Corduroy vs. Chino vs. Twill

By: Orvis Staff

Chinos and twill form the basis for a casual wardrobe.

Corduroy, chino, or twill—which of these classic materials is most represented in your cool weather wardrobe? No better time than the present to consider this question: it’s officially fall and winter is coming down the pike—the time of year when fabrics described as breezy, airy, and summery give us the shivers and we reach instead for clothing made of materials that keep us warm when temps turn crisp. Corduroy pants and jackets are quintessential cool weather garb, while chinos can span the seasons. Twill is a weave that can be lightweight enough for resort clothing or heavy enough for winter days, depending upon its weight and density. Let’s take a closer look at the warp and weft of these distinctive textiles.

Versatile Twill

Twill material is distinguished by diagonal lines visible in the weave. A herringbone or chevron weave is created when the direction of the diagonal lines is reversed at set intervals across the fabric. When you pull on your favorite pair of jeans, you’re wearing twill. Same goes for your khakis and gabardine clothing. Cotton twill fabric is often used in dress shirts for men and women, as well as in casual button-up shirts in solids, plaids, and patterns.

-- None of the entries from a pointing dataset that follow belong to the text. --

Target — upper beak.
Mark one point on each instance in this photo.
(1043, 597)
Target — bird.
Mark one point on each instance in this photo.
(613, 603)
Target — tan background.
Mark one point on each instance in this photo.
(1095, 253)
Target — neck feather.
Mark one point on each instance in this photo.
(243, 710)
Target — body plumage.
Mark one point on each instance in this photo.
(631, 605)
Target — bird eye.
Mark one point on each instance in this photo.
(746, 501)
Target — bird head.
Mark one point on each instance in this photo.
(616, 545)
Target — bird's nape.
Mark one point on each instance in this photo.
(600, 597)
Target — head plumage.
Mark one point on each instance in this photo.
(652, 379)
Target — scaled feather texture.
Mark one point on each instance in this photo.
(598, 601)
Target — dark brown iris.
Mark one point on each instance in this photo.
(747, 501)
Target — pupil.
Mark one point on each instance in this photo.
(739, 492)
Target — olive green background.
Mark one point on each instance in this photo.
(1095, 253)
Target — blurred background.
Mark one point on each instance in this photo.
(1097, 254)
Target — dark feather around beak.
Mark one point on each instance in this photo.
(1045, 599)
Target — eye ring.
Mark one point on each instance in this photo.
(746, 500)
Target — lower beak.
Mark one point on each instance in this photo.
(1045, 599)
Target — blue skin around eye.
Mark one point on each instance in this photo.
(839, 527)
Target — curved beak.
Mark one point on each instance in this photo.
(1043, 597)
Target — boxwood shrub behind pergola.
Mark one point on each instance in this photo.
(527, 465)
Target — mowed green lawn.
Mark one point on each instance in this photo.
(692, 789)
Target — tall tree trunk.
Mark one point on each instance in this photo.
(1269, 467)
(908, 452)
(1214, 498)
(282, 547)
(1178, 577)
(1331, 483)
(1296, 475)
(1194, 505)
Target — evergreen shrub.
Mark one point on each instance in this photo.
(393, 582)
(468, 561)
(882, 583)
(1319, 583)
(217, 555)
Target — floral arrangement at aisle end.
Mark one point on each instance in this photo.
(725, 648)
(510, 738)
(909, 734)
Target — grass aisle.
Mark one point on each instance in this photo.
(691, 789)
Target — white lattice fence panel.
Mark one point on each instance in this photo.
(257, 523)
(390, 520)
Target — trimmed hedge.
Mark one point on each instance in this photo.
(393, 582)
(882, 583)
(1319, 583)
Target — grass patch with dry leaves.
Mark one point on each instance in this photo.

Twill is one of the three basic textile weaves, along with plain weave and satin weave. The woven fabric has been popular since at least the Middle Ages because of its combination of strength and appealing drape; no surprise then that modern manufacturers should also lean on twill for wardrobe essentials like slacks.

Corduroy: Stylish Ridges

Corduroy is a durable, cozy fabric that can be made from either a twill or plain weave, but will always feature the familiar vertical cords or ‘wales.’ The wales are tufted to create the velvety feel of corduroy. Wide-wale cords have larger ridges set wider apart, while fine-wale cords have very narrow ridges that are set close together.

The history of corduroy begins with its fabric predecessor, fustian—a thick cotton and linen textile thought to originate in Egypt in 200 A.D. Production of the material spread through the Mediterranean and Europe, and the weave eventually evolved into corduroy, as well as its luxurious cousins, moleskin and velveteen.

Because of its rugged quality, corduroy was worn as sporting attire by royalty and as everyday wear by their servants. The robust fabric would go on to become the 19th century workingman’s uniform, when it was called ‘the poor man’s velvet,’ before settling into today’s warm, casual duds comfortable at work and play.

And if you’re wary of cords, there’s no need. These aren’t the rigid cords of your childhood that made a ‘swish, swish’ sound when you walked. Most cords now include a bit of stretch for a modern fit, and the ridges are too refined to make a ruckus.

Chinos: Classics for a Reason

The classic chino pant is most likely where you’ll find this familiar fabric, but its tight weave and lightweight 100% cotton or cotton-blend iterations make it useful for any article of clothing. Chino fabric can have a smooth or brushed surface and is valued for its wear-with-anything ease. Chinos and khakis are often conflated, but chinos differentiate themselves with a flat front and streamlined cut.

Like many clothing staples, chino pants have military roots. During the Spanish-American War, US soldiers in the Philippines wore lightweight uniforms made from cotton twill woven in China. The uniform style was soon referred to as chinos, from the Spanish word for “China.” Following World War II, returning GIs solidified a permanent place for chinos in American civilian garb by wearing them on college campuses around the country. Soon thereafter they became popular among women and around the world. And though chinos are ubiquitous in their original cream color, they now come in a wide array of hues.

As for how to style your cords, chinos, and twill trousers? You’ve got countless options. A pair of slim-fit cords in a sumptuous color is perfect for a relaxed office party. Chinos are weekend-ready worn with a slub tee, and first-date ready with a twill dress shirt and elegant belt. The best part about all these fabrics is they can be the understated foundation of a great outfit or, in an eye-catching color, they can be the centerpiece of your look. Corduroy versus chino versus twill? They all emerge as clear winners in your cool-weather wardrobe.